X-rays were first discovered by a German physicist named Wilhelm Roentgen (pronounced “RANK-in”) in 1895. While experimenting with electron beams, he found that when exposed to this electron beam a piece of phosphorescent paper would glow. This in itself was not ground breaking. However after experimenting by placing different types of material between the beam source and the paper, to determine the beams penetration ability, he found that the beam passed easily through most material. Finally, he passed his hand through the beam and discovered that it produced a “shadow” on the phosphorescent paper in which he could make out the bones of his hand. Within weeks other scientists were experimenting with the various possible uses for x-rays, most within the medical field. And the rest is history.
X-rays themselves are actually a form of radiation closely related to visible light, infrared and ultraviolet radiation. X-ray radiation is very similar to visible light but with a much higher energy level. This elevated energy level allows x-rays to easily penetrate less dense materials (such as clothing, plastic or skin) and pass through to the other side. However, materials of a more dense nature absorb some or all of the radiation hitting them. Therefore when objects composed of materials of varying densities (e.g. human bodies) are exposed to x-rays, the shadows produced mimic these density variations.
Although today’s digital imaging technology is quite advanced, the first x-ray images were produced with relatively simple equipment. The source of x-rays is the x-ray tube, which produces x-rays using a vacuum chamber and high amounts of electricity. The x-ray tube will be discussed later. Also needed are phosphorescent or fluorescent paper, unexposed film, a light-tight cassette to house the paper and film and of course a patient. The film and paper are placed in the cassette and then placed within the x-ray beams trajectory on the opposite side of the patient as the emitting tube.
When the x-rays are produced they pass through the patient and hit the phosphorescent paper causing it to fluoresce or glow, which in turn exposes the film below it. The film is then removed from the cassette in a dark room and developed just like film from a 35mm camera would be. The areas of the paper, which receive more x-ray radiation glow more brightly causing more of an exposure on the film directly under it. So variations in densities of materials through which the x-rays are passed show up as variations of light and dark gray on the film.
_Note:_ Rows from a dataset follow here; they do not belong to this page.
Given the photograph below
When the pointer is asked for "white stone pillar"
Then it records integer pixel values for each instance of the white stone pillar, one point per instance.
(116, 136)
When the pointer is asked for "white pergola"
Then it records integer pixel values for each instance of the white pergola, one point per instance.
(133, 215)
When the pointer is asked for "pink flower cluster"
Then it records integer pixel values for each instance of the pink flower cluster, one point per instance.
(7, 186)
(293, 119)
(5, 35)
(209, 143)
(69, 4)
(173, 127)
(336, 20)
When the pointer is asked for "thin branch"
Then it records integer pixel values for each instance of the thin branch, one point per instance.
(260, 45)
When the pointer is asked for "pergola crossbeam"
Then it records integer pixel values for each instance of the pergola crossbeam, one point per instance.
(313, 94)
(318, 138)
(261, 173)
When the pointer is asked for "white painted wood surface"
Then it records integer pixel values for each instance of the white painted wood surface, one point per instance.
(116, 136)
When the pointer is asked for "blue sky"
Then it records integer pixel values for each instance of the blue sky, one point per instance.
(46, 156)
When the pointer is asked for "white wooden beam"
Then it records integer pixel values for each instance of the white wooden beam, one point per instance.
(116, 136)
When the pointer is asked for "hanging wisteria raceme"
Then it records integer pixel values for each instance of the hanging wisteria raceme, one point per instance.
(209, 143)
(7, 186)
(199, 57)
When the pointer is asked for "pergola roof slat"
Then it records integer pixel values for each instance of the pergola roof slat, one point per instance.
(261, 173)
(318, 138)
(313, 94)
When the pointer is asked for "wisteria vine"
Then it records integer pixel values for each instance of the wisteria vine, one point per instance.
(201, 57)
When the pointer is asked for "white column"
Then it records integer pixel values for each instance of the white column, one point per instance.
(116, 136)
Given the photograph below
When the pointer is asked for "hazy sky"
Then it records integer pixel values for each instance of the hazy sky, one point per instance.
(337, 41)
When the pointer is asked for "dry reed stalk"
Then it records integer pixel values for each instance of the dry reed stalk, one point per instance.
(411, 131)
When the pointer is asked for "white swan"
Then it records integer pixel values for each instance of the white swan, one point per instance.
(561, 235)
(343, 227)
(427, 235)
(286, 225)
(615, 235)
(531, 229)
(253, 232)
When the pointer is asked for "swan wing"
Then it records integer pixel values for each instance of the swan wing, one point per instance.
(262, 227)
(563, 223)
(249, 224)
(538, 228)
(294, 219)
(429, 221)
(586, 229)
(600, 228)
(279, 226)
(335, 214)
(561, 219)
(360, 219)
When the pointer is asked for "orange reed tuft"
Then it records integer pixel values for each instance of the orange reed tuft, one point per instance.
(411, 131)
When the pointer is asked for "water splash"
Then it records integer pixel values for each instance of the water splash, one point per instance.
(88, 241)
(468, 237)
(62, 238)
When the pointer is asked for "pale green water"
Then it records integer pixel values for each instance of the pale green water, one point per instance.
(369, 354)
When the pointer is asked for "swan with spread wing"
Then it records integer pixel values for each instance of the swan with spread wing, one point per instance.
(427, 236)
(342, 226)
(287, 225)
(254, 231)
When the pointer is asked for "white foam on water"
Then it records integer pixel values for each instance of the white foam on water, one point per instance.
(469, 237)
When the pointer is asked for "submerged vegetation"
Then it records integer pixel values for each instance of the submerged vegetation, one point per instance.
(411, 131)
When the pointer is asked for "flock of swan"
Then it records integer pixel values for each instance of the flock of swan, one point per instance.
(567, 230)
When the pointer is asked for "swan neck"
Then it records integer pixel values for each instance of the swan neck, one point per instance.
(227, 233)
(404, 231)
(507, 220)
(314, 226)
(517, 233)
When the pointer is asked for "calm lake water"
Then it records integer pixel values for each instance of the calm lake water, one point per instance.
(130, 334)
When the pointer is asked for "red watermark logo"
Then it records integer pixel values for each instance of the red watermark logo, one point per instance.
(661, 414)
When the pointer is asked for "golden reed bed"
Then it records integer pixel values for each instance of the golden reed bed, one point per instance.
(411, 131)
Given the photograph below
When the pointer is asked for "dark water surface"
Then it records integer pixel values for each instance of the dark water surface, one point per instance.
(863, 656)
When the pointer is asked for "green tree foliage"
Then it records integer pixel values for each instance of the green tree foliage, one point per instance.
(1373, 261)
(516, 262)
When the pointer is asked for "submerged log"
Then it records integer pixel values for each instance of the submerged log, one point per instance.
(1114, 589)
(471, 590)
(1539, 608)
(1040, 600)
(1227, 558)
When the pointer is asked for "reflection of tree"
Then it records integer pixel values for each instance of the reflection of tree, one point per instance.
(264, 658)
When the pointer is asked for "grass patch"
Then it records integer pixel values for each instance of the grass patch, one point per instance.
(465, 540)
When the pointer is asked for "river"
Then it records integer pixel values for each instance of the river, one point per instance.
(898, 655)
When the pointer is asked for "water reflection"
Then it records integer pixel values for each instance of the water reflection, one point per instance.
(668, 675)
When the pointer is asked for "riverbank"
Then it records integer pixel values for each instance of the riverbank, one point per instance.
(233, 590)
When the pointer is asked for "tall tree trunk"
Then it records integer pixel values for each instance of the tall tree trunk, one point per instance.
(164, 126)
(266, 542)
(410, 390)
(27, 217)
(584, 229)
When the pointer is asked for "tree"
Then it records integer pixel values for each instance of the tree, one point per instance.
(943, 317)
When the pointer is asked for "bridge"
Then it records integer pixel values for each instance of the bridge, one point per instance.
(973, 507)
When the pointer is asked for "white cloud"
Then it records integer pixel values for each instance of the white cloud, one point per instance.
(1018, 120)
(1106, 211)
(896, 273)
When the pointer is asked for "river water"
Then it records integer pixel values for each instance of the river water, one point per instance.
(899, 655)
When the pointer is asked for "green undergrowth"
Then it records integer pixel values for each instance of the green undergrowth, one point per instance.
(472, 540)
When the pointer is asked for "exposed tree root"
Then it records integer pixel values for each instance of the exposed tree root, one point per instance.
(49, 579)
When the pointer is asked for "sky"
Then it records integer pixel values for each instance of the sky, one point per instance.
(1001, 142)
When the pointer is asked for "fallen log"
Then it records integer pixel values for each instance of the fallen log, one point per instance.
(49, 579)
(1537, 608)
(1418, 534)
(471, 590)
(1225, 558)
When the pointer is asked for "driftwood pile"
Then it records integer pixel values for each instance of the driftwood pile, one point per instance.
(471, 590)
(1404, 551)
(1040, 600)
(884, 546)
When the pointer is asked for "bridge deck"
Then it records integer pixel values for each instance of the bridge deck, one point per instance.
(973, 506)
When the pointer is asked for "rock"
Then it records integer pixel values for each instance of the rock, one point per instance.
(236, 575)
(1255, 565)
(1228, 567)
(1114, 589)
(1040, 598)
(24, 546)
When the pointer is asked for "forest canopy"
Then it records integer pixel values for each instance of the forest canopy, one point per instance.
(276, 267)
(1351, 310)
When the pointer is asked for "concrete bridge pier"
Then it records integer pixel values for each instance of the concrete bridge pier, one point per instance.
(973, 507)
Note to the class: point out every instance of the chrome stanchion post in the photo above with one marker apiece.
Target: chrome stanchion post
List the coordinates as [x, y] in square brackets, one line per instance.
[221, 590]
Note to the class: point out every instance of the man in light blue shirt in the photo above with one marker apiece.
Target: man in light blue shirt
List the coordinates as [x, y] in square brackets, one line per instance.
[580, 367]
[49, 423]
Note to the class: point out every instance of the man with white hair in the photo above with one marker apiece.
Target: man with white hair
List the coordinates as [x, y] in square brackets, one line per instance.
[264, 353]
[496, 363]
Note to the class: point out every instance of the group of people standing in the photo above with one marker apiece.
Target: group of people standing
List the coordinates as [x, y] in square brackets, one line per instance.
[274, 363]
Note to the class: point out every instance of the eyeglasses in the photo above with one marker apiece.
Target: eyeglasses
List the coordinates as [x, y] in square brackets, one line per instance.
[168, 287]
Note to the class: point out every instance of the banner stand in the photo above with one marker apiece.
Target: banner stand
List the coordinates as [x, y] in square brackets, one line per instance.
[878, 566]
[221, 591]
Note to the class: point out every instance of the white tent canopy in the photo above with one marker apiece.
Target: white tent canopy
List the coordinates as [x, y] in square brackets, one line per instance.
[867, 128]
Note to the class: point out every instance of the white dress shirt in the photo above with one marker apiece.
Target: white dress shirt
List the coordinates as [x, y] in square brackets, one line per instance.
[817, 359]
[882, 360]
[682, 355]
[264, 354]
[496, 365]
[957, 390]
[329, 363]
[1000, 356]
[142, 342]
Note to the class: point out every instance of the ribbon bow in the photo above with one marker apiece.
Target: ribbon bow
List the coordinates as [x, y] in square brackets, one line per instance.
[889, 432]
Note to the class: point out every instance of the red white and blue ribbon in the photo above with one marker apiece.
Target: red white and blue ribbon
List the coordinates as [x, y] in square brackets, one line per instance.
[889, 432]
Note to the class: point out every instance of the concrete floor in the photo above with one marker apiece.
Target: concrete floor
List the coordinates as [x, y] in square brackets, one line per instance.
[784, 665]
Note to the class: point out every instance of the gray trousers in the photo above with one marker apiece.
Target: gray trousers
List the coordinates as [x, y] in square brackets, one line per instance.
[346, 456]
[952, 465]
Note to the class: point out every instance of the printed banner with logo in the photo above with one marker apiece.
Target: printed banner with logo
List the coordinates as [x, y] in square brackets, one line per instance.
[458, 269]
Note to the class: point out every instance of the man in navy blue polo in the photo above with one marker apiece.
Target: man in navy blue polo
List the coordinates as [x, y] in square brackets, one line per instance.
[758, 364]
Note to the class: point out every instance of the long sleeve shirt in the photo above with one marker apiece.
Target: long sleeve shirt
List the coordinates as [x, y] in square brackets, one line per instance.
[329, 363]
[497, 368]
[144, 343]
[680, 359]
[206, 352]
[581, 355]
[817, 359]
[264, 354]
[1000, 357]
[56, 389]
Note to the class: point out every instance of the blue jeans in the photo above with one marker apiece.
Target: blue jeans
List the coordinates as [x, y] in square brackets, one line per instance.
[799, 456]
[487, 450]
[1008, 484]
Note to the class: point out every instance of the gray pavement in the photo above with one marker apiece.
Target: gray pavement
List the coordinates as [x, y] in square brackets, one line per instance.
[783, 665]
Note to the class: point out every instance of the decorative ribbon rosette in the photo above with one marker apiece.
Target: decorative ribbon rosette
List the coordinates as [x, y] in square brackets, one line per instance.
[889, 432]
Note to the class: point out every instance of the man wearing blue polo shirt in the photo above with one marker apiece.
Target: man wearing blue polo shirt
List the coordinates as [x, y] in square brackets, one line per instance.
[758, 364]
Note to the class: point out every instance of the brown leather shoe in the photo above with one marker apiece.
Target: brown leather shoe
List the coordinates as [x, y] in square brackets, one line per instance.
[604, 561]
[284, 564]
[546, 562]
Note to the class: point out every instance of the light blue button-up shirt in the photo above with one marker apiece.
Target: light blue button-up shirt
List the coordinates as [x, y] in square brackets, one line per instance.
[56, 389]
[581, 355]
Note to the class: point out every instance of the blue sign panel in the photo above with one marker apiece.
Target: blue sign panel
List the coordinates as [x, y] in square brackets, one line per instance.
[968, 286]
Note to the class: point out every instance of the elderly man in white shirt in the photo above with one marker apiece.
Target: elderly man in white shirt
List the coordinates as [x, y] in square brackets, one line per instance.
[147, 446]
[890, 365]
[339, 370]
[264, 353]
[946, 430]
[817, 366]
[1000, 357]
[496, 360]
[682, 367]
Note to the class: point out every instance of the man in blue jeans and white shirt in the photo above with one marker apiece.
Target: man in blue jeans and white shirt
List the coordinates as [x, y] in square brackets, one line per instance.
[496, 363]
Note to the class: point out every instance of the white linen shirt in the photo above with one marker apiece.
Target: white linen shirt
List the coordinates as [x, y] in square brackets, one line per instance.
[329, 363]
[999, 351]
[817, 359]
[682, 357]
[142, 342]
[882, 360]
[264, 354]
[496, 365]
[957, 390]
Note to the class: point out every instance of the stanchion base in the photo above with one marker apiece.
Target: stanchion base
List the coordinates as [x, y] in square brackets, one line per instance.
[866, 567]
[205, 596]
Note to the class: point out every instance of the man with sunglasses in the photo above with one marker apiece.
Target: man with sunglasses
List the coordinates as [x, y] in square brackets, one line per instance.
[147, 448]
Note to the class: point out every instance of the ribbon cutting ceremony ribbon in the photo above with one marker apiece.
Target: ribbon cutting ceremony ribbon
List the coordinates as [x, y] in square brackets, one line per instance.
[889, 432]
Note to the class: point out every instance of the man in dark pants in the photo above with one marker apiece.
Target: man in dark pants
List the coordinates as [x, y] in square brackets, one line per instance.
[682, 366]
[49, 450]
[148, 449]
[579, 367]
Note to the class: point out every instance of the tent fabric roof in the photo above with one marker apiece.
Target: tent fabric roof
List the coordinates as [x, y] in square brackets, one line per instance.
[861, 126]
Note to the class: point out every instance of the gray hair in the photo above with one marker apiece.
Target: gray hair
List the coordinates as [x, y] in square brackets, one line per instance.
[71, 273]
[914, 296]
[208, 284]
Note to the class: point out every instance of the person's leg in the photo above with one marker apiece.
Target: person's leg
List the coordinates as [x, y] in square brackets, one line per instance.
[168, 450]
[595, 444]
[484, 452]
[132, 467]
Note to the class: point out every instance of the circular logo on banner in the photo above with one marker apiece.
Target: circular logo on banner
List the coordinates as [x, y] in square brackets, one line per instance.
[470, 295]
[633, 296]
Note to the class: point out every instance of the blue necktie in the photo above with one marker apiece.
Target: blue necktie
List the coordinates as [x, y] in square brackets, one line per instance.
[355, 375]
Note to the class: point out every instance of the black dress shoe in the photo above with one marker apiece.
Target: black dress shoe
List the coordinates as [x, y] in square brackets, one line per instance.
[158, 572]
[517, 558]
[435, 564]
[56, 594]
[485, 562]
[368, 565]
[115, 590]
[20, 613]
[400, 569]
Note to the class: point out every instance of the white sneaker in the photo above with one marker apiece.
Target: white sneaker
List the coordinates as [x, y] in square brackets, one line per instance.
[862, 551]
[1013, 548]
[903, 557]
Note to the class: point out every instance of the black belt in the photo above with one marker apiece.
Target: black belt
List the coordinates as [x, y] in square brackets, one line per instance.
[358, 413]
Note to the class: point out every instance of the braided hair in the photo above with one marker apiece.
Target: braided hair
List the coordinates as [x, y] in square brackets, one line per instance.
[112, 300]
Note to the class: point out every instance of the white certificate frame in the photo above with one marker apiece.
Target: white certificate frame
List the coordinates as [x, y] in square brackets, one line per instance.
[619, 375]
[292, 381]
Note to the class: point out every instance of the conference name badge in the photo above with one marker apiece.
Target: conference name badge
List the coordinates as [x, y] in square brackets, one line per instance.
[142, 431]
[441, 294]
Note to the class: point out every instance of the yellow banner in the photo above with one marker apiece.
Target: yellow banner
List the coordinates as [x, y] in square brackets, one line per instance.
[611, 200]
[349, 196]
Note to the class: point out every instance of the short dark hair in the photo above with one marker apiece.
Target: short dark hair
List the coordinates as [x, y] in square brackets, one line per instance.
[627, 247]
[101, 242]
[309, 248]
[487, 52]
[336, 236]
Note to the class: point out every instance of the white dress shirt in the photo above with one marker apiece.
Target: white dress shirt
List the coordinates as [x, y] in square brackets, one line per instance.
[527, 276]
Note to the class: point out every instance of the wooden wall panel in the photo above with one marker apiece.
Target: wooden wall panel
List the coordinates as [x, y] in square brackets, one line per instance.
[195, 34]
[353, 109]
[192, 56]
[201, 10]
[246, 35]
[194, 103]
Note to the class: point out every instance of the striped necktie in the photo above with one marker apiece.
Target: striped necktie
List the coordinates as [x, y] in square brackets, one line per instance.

The process for producing the x-ray radiation, however, is much more complex. X-rays are produced in an x-ray tube, which is composed of an electrode pair (a cathode (positive) and an anode (negative)) and a vacuum tube. A large amount of electrical current is passed through the cathode heating it up to a very high temperature, which causes it to release electrons into the vacuum chamber. The anode, which is a negatively charged metal plate located several inches away from the cathode, attracts the electrons and causes them to hit the anode plate at a very high rate of speed. The collision causes the electrons to release photons, the basic particle of which most radiation is composed. The high energy photons manifest themselves in the form of x-ray radiation, which is then directed down and out of the machine.
Since its discovery, x-ray radiation has been used for many different purposes, many of which are in the medical field. Diagnostic and interventional radiography, fluoroscopy and Computed Tomography (CT) are just a few modalities that use x-rays. After more than a century of research, we are now able to harness and use x-rays to diagnose many types of illness in a manner that is safe for not only the patient but also the healthcare workers employing them.
Because of my desire to NOT bore my readers to death, I have left out the nitty-gritty physics of the machine, but the above explanation should give you a general idea of how x-rays are produced and used in medical imaging. If you have any questions about this post please feel free to leave them in my comments section, and I will respond to them to the best of my ability.